Roger Federer keen to end year on a high

by Paul Newman

Two autumns ago in Shanghai, Andy Roddick was asked what he thought about Roger Federer's “average year”, in which the Swiss had won the US Open and reached two other Grand Slam finals.

“All I know is that if someone calls Roger ‘average' they had better be really, really, good at what they do,” Roddick said.

“People saying that has been pissing me off all year. I don't know what else the guy needs to do to get the respect that he deserves. I'll take his average year any time.”

With the world's top eight men heading for London's O2 Arena, where the year-ending Barclays ATP World Tour Finals begin this Sunday, the question will no doubt be posed again.

Almost any player in history would have settled for Federer's 2010 season, which he will end as world No 2 after winning one Grand Slam tournament, reaching the semi-finals of two others and the quarter-finals of the fourth.

However, when you have won more Grand Slam singles titles (16) and more prize money ($58.4m or £36.7m) than any other man, you are not expected to lose to opponents like Ernests Gulbis and Albert Montanes, as Federer did in Rome and Estoril respectively this year.

Having beaten Andy Murray at the start of this year in the final of the Australian Open, when he reckons he played some of the best tennis of his life, Federer saw his record run of 23 consecutive appearances in Grand Slam semi-finals end when he lost in the quarter-finals at Roland Garros to Soderling, a player he had beaten 12 times in a row.

At Wimbledon Federer nearly went out in the first round to Colombia's Alejandro Falla, who won the first two sets, before his run of seven successive finals at the All England Club was ended in the semi-finals by Berdych. Djokovic's victory at the same stage of the US Open ended his sequence of six consecutive appearances in the final at Flushing Meadows.
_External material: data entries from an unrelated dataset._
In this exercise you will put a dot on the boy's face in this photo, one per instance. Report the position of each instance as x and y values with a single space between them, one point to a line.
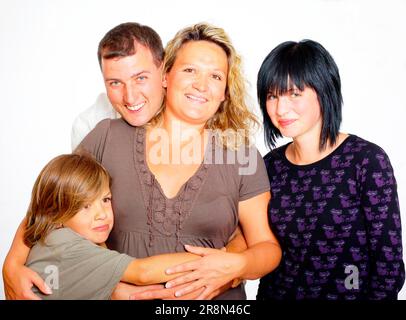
95 220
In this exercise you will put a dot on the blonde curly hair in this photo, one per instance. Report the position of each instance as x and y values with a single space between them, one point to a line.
233 114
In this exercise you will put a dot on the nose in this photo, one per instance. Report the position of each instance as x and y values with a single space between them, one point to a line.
200 82
129 95
101 212
282 106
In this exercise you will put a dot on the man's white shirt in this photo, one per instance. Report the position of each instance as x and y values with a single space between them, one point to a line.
88 119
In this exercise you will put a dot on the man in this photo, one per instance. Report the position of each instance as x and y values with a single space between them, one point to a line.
130 57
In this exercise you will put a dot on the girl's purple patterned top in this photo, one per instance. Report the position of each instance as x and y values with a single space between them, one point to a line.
338 222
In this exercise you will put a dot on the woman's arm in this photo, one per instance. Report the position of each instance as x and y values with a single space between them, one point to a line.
216 268
18 279
151 270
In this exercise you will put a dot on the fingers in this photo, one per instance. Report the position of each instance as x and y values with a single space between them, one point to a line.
189 277
29 295
40 283
187 266
205 294
201 251
196 285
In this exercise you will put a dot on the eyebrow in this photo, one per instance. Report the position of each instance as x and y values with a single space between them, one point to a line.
132 76
194 65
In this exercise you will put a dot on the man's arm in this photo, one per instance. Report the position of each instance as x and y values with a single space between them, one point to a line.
18 279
If Federer is concerned that his days of domination might be over he is not letting on. As the Swiss sat back in a chair in the players' lounge at last week's Paris Masters, he insisted that 2010 had been a good year, one that could have been better but for a handful of “wasted opportunities”.

Federer said: “I had match points in Miami [lost to Berdych], in Indian Wells [lost to Baghdatis] and at the US Open [lost to Djokovic].

“At Halle [lost to Hewitt] I was up 6-3, 4-4 and 0-40. If I'd won one more round each time it would have been a little bit of a different season. I've missed quite a few big opportunities, which has made my season look somewhat fragile — which it wasn't. I think it was a good season.”

Until this spring the last time Federer had lost after having a match point was the 2006 Rome Masters final against Nadal. Could he put his finger on what had changed this year? “I don't know. To be honest I don't remember any shocking matches. The shock moment was almost going out in the first round at Wimbledon.

“That for me was the one I remember the most — not knowing what to do any more, just hanging on to a thread and thinking: ‘This is not looking good here. I don't think I'll come out of this one.' But somehow I did.”